There was a time every creak and crack in my bones resonated between every slur of a word and every pop in my vowels.
I was a young girl with a white picket fence and yet there were still moments when words mixed and broke and-and-and-and
kids thought it was weird.
So I hid the voice with lollipops and suckers because I was
"That kid" and the "Freak" and I started to believe it like I believed my mothers bedtime stories that rested in her cheeks.
I was a broken jar and no matter how many times you tried to put me back together I always broke again and again and again.

There was a time where words came out together,
like a butterfly hatching from a cocoon and instead having feathers. I spoke with a voice of the age of four and before I was five I spoke no more because ****, vowels came out like clicks and grinds and everyone told me they paid no mind but I knew that they hated it liked I hated consonants. And I think the reason I hated it so much was because it reminded me too much of her and it made me feel like I was turning into her and all I could see was her standing over me like a murderer stands over a corpse and for a moment I forgot what it meant to be cradled to a chest, fluttering with a beating heart.
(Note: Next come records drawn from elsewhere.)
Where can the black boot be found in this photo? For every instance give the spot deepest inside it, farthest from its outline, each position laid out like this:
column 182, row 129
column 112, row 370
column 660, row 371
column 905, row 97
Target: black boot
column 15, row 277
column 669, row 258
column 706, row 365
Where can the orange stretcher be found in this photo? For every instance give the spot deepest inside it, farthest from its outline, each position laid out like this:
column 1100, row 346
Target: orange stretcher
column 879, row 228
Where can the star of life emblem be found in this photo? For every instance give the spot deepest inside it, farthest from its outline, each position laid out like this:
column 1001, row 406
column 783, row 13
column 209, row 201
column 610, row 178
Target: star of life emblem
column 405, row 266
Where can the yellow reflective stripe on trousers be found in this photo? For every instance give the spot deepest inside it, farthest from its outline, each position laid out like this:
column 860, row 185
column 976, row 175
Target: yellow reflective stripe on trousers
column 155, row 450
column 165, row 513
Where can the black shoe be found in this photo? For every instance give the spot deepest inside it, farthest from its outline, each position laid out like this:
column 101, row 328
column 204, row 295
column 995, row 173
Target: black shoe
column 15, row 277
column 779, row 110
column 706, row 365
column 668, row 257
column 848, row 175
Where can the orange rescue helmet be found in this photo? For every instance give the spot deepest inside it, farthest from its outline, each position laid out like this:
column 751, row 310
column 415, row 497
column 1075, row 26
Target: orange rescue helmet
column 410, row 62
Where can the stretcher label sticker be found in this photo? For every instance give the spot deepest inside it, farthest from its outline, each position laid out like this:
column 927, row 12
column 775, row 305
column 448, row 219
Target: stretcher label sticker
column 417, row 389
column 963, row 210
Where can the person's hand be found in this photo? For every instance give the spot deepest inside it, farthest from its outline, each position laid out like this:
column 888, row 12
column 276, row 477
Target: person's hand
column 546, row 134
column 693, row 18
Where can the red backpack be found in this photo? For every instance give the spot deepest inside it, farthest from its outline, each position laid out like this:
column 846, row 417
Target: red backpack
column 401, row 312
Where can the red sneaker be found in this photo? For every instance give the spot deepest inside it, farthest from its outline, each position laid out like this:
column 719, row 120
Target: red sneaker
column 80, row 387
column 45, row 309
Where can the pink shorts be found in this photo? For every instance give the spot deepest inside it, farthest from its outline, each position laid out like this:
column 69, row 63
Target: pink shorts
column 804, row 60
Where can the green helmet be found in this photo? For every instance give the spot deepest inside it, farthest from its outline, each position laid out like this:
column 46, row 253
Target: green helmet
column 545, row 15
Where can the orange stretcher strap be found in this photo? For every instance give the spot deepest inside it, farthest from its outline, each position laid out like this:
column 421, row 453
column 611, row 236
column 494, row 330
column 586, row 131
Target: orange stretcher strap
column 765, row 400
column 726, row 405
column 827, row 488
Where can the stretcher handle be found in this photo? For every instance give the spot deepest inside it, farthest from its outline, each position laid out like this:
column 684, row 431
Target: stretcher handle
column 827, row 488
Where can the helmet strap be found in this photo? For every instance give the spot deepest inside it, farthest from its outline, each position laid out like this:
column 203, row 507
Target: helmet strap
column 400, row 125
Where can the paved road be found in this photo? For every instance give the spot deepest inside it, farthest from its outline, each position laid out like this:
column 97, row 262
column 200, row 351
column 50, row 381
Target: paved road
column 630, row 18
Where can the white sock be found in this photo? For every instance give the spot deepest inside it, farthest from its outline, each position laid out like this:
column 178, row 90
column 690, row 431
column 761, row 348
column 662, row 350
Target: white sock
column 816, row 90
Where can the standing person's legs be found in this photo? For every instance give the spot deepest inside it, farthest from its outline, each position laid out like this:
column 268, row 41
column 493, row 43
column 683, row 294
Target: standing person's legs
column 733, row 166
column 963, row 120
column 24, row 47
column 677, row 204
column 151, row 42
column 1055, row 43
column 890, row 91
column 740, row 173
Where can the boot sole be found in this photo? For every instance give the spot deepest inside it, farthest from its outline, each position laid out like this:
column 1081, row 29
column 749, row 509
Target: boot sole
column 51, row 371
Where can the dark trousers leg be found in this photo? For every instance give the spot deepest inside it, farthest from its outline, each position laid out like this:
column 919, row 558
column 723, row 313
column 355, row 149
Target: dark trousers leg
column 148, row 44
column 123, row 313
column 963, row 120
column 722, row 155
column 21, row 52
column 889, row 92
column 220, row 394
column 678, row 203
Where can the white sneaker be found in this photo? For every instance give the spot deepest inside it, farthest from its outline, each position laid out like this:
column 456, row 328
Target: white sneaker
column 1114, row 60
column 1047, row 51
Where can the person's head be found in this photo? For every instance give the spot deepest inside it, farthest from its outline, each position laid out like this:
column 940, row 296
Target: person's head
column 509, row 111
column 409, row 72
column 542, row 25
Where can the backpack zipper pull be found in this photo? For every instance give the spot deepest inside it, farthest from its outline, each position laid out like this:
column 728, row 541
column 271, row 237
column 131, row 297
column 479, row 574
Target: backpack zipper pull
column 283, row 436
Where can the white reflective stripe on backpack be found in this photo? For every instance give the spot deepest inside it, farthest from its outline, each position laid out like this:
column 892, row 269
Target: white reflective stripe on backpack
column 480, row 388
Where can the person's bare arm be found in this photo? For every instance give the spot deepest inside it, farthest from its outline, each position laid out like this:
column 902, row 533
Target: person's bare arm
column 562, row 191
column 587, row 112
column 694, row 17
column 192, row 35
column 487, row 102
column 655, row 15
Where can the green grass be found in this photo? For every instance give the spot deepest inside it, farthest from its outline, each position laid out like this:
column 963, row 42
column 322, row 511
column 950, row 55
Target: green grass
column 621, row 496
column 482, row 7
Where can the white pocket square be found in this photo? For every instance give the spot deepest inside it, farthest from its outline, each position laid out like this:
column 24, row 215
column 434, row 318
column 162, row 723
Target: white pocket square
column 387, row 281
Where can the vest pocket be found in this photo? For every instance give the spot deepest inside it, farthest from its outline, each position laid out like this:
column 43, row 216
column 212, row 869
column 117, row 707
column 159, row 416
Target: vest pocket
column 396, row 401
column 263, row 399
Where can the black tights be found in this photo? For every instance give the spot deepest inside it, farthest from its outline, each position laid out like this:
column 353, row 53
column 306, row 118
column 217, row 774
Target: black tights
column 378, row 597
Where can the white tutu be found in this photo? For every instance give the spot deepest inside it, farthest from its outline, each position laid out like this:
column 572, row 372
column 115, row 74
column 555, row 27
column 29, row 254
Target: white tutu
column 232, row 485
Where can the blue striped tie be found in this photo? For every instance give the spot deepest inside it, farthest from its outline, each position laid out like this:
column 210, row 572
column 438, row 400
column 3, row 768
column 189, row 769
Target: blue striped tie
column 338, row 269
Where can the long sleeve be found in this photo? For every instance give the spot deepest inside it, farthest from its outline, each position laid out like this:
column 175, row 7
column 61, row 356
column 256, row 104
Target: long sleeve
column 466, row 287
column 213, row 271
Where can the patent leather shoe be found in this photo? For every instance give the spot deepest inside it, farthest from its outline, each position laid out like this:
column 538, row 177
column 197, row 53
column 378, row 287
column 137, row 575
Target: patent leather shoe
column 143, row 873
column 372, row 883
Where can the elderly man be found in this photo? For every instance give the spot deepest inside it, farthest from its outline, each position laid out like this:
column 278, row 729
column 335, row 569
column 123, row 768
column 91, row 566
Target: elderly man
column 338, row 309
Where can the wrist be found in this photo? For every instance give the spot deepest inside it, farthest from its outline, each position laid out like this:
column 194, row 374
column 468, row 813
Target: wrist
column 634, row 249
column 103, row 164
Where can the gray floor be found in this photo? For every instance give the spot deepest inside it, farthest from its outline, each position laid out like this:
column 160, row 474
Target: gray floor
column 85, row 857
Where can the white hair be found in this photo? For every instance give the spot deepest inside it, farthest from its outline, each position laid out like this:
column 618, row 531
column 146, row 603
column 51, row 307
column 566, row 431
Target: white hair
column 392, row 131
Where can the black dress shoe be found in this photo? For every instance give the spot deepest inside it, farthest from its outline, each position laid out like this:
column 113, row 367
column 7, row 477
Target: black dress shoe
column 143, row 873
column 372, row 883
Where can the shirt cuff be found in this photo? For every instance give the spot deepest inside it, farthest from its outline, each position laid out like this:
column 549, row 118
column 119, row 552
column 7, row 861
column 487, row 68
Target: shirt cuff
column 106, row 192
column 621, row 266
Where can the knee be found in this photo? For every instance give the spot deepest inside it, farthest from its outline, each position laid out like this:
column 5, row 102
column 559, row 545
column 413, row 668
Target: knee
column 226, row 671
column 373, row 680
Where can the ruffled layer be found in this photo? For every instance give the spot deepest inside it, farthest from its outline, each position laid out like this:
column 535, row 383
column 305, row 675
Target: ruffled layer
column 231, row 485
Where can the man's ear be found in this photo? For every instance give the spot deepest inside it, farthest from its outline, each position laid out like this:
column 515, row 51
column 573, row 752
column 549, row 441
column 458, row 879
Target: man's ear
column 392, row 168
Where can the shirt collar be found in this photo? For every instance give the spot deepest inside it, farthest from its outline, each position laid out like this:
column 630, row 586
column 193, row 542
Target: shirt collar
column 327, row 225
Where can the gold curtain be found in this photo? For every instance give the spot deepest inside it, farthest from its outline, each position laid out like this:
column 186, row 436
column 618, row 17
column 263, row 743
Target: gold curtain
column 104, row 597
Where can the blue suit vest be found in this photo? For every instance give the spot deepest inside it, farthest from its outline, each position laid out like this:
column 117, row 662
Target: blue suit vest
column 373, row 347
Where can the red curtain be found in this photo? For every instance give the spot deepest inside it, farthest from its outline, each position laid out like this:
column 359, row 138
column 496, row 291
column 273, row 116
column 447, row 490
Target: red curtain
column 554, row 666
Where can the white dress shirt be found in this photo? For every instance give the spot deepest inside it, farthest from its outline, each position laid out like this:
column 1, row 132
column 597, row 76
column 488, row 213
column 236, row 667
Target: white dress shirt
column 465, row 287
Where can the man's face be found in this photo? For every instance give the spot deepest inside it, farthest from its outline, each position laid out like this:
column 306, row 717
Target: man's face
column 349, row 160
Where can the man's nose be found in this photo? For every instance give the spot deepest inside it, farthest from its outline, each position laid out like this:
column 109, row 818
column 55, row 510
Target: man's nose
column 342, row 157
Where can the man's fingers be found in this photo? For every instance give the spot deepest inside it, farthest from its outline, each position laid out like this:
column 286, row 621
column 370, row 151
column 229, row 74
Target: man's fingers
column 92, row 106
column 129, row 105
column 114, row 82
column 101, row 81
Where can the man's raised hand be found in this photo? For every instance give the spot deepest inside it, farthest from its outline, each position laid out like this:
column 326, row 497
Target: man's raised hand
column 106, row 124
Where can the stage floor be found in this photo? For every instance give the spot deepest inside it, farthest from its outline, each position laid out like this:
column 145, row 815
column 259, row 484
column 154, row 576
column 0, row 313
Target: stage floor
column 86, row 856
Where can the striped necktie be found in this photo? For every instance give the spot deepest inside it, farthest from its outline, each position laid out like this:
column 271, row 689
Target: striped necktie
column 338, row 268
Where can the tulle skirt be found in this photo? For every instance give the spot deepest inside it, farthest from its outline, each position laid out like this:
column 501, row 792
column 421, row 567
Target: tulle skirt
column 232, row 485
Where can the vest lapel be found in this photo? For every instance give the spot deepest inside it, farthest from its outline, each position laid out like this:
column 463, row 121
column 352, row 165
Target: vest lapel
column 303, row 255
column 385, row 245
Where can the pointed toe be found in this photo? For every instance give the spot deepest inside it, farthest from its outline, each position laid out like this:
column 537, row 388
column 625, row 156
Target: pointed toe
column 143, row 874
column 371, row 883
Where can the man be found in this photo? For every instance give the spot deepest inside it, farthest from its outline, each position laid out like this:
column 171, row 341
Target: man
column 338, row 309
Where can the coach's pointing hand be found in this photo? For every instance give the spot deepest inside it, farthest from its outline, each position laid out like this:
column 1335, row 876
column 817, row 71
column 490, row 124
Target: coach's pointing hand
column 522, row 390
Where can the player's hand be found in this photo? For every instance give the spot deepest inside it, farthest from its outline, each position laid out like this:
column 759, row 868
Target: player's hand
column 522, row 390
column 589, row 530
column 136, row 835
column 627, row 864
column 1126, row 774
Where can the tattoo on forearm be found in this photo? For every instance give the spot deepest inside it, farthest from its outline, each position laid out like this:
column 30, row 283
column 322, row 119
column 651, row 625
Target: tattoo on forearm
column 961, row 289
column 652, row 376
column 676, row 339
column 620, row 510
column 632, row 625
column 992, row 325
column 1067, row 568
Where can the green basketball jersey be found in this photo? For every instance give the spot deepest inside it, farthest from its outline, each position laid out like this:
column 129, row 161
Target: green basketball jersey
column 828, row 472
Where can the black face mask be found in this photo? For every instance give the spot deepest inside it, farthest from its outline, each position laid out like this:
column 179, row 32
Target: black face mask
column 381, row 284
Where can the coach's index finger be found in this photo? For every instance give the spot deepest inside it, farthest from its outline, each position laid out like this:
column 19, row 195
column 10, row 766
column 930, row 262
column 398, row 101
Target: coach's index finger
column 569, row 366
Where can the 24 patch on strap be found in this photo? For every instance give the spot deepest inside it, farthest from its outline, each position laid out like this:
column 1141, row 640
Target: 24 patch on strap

The first time my mother left, It was June.
She gave me a kiss on both cheeks and said she'd be away for awhile but that her love for me was longer than any mile that she would have to cross. I kissed her on both cheeks and it wasn't until she left that I realized that I was the one pushing her out the door. So when my dad came home from work he found an empty house and nothing more, he knew where to find me. I sat out in the pouring rain on a swing set that was older than my veins and waited to be saved to be rescued to be heard to be found to be be be be be be
I, was the queen of stutter.
And I had dropped that off when I moved from the city and I started a new life, carving it out of the trees outside with motivation and a knife. I did not yet understand that life was difficult.
But then my mother did not return and my father got scared because she had been the only one to ever love him the way he needed to be loved. And I did not understand so I started to carve life out of my palms and wrists and every **** kiss and nothing was ever good enough. I was the kid that turned to pill bottles and drugs but it was a metaphors for my dying bones and cracking lips. I breathed air that was blue and told my dad lies that were true and I was lost in a lost world, where being found was something that happened when you were dead and God, I wanted to be found.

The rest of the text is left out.